Inflation in Switzerland means higher cost of living for families
Currently, inflation in Switzerland is over 2 percent. This is not particularly high in comparison to other European nations like the Netherlands or Germany, which has seen inflation highs of 7,3 percent, but still a dramatic rise for Switzerland.
The SGB said that alongside consumer prices, the cost of health insurance is also expected to increase by up to 10 percent by the end of the year. According to their estimates, a family with two children will see their purchasing power fall by 3.000 Swiss francs a year by the end of 2022, while individuals will see a fall of 1.600 Swiss francs.
Union demands higher wages for workers in Switzerland
The SGB claimed that now is a “favourable” time for wage increases across the board, as currently top earners are being granted higher salaries, while Swiss cantons are set to return to achieving surpluses after the pandemic. The group reiterated its demand that every worker in Switzerland should receive a salary that changes depending on the cost of living, and that all employees should receive a wage of at least 4.000 Swiss francs a month.

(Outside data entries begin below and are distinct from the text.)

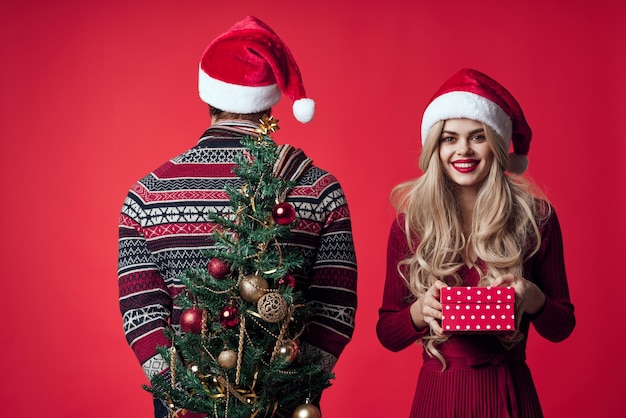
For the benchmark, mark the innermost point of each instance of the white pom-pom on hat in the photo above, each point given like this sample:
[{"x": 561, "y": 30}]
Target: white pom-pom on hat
[
  {"x": 304, "y": 109},
  {"x": 473, "y": 95},
  {"x": 246, "y": 69}
]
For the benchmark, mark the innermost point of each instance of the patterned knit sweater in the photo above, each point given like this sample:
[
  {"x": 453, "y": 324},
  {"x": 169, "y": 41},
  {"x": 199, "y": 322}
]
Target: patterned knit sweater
[{"x": 163, "y": 230}]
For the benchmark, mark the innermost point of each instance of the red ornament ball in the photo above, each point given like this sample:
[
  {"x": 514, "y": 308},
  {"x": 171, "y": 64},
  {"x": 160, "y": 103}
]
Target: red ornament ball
[
  {"x": 284, "y": 213},
  {"x": 287, "y": 280},
  {"x": 228, "y": 317},
  {"x": 191, "y": 320},
  {"x": 218, "y": 268}
]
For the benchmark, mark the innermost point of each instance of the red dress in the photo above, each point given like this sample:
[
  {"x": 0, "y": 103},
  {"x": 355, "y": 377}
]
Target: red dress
[{"x": 483, "y": 378}]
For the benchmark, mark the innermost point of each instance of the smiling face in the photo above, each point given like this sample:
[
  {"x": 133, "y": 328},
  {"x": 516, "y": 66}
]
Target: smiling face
[{"x": 465, "y": 153}]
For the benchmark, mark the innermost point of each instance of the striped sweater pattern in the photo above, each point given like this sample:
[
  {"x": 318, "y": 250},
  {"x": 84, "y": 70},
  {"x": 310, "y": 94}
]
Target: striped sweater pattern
[{"x": 164, "y": 230}]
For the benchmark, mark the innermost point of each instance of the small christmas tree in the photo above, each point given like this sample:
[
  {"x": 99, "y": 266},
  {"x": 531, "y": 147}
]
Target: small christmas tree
[{"x": 238, "y": 353}]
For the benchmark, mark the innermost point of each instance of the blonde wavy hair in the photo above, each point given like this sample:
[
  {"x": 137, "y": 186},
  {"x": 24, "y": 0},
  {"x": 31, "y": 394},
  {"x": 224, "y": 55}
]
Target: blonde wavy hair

In response, the chief economist for the Swiss Employers’ Association, Simon Wey, said that a salary increase for “all sectors and businesses” was not possible. He made the point that international companies “cannot just raise wages” exclusively in Switzerland, as they would be forced to raise salaries in every country they operate in.
Swiss government drafting emergency plans to cope with cost of living
Currently, the Swiss government is drafting emergency plans to cope with the rising cost of energy, and many political parties have started to draft referendums that would cap or reduce health insurance premiums and reduce Swiss taxes.
Concluding his interview with SRF, the President of the SGB, Pierre-Yves Maillard, warned that instead of worrying about being able to afford to eat at a restaurant, many people in Switzerland are now concerned that they will not be able to pay their rent, insurance and fixed charges.